Some years and many miles later Miriam eventually found herself back in Nashville making a record with Grammy award winning producer Charlie Peacock at the controls. Some might say that Jones’ vocal lilt lends itself naturally to the music of the Grand Ole Opry but the resulting album, Being Here (2008), was anything but a cookie-cutter Country record, the mixture of Folk-Pop stylings and classic songwriting redolent of the greats of early 70’s southern California with its intimate, soulful, unvarnished performance.
“I spent two weeks with Charlie at his home studio” Miriam remembers, “and wrote three songs in two days because he asked if I could; it was the first time I’d felt really challenged as a writer, and I got so high off of it. The studio continues to be my favorite context to work in“. Even the legendary writer J.D. Souther stopped by, complimenting Miriam on her guitar playing.
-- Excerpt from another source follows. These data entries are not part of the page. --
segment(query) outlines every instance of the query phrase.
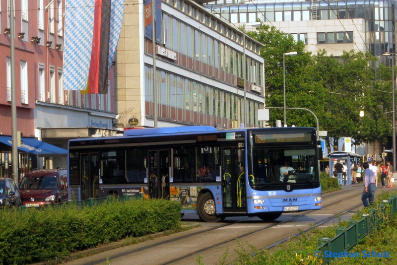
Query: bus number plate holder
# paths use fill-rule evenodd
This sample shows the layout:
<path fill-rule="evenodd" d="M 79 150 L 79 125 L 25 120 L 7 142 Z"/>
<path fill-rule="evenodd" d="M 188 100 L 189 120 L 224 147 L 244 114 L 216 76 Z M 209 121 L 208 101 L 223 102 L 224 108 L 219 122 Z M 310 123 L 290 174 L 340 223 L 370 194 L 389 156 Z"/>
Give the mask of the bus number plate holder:
<path fill-rule="evenodd" d="M 297 211 L 298 210 L 298 206 L 290 206 L 288 207 L 284 207 L 284 211 Z"/>

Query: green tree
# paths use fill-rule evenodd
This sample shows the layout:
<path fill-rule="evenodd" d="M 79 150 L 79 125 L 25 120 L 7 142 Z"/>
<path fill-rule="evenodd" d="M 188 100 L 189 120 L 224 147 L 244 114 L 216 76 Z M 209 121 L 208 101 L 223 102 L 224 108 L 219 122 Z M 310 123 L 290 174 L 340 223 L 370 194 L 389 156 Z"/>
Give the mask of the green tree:
<path fill-rule="evenodd" d="M 262 24 L 247 34 L 264 45 L 261 55 L 265 59 L 265 104 L 283 106 L 283 54 L 296 51 L 295 57 L 285 57 L 286 107 L 305 108 L 317 116 L 321 130 L 328 132 L 327 145 L 338 150 L 338 140 L 351 136 L 355 143 L 384 141 L 390 134 L 390 101 L 377 90 L 390 91 L 391 71 L 381 67 L 376 73 L 371 66 L 377 58 L 370 53 L 344 52 L 335 58 L 325 51 L 312 55 L 305 51 L 302 42 L 275 27 Z M 384 77 L 380 80 L 380 76 Z M 390 86 L 388 90 L 387 87 Z M 377 88 L 375 88 L 376 87 Z M 365 111 L 364 117 L 359 112 Z M 385 111 L 385 110 L 386 111 Z M 313 115 L 306 111 L 287 110 L 290 126 L 316 127 Z M 270 111 L 271 124 L 283 120 L 283 110 Z"/>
Miriam’s follow up album Fire-Lives, self-released in late 2010, was a home-recorded mini-masterpiece (home now being in Oxford with her English husband), which offered a sound that is at times the work of a burgeoning Folk & Roots Joe Meek. Whip smart songs, endless layers of guitars, horns, pianos, drums and voices combined with the unusual acoustic of the house itself to produce a powerful record that snakes into the listener’s consciousness like Springsteen trying to make Born To Run in his kitchenette rather than the Record Plant.
As with Being Here the local media, this time in Oxford rather than British Columbia, picked up on the album immediately, and the need to take it on the road resulted in the record’s musicians pulling together to form a committed band—Miriam Jones & the Red Sea. No sooner was the new band in place than BBC Oxford offered them a slot second on the bill at the Cornbury Festival. This was followed by an engagement, since oft renewed, to appear at the Greenbelt Festival.
This period also begat two singles including a quick trip to Abbey Road that produced a fresh mix of the Fire-Lives track Words Away, complete with baritone saxes and glistening bells, which became the catalyst for the first national play on the BBC for Jones’ music, bringing her to the attention of broadcasters, critics and listeners across the country.
With the early success of Words Away and the applause of the summer’s festival audiences still ringing in her ears, Miriam went back to revisit Routine Runaway, a concert favourite and another highlight of the Fire-Lives album. Once again, Jones took the song apart and rebuilt it from the ground up, taking the organic home studio live recording and turning it into another feat of low budget production ingenuity and yet more airplay.
What then followed was less a quick follow-up to cash in on the media attention than a long period committed to writing and rewriting a collection of contenders for what would inevitably be an important release in Miriam’s fledgling career. Armed with more than a baker’s dozen of poignant short stories in song form there followed a long search for the perfect producer to bring those narratives to life.
That search finally bore fruit in 2014 with the forming of a creative partnership with Simon Edwards (Fairground Attraction, Billy Bragg etc) who as well as producing the new songs became the first member of her new band. The resulting new album contains ten, four minute tales, featuring characters that could have leaped straight from the pages of Anne Tyler or Raymond Carver, delivered with a grit and a warmth that puts Jones firmly in the Bonnie Raitt and Joan Osborne class of tough but soulful exponents of North American roots music.
Between Green and Gone is released in February 2015.